Friday, August 23, 2013

Compliance with Neuromuscular Training is Key to ACL Injury Prevention

Researchers in Sweden have found that adherence to anterior cruciate ligament injury prevention programs is critical in preventing ACL injuries. They asked 184 soccer teams (2471 female players, ages 12-17) to participate in regular neuromuscular training as part of their regular training sessions. As is often the case with new training programs, compliance waned as the season progressed (~3-5% per month). However, the teams that maintained their training and continued to comply with the program saw a reduction of 88% in ACL injuries. This was compared to low compliance teams and control teams who did not undergo training.

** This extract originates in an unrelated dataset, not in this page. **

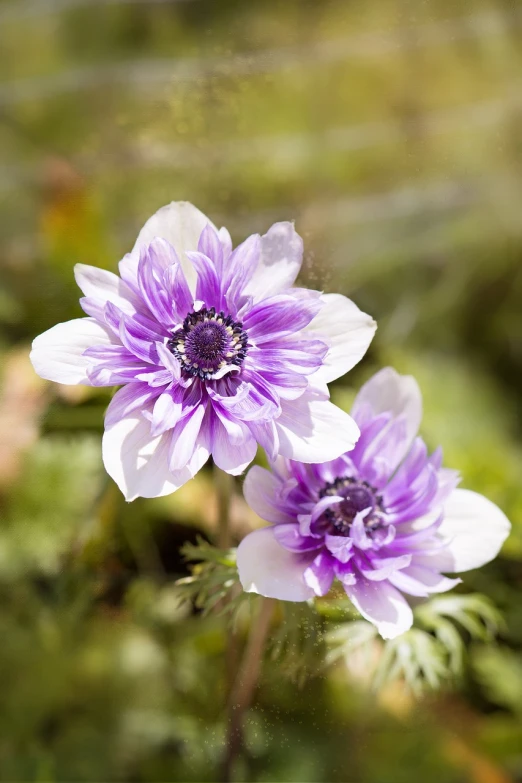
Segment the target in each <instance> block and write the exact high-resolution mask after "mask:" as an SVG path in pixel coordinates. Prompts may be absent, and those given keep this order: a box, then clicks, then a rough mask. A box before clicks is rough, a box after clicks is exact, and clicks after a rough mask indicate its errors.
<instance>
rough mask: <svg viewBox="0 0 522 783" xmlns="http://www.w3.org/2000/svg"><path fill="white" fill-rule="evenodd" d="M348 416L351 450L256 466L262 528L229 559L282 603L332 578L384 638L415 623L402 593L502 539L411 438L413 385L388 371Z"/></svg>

An 88% reduction in knee injuries in young female players is very significant. This is a particularly vulnerable group with 4-10 times the risk of ACL injury compared to males. The short and long-term consequences of an ACL injury can be serious, ranging from lost playing time and substantial financial costs to increased risk of developing osteoarthritis later in life. Given that neuromuscular training can reduce injury risk by nearly 90%, it makes sense to include programs such as the FIFA 11+ warm-up as part of a regular training routine. Keeping players healthy should be priority number one.

Reference

Hägglund M, Atroshi I, Wagner P, Waldén M. (2013) Superior compliance with a neuromuscular training programme is associated with fewer ACL injuries and fewer acute knee injuries in female adolescent football players: secondary analysis of an RCT. British Journal of Sports Medicine, doi: 10.1136/bjsports-2013-092644.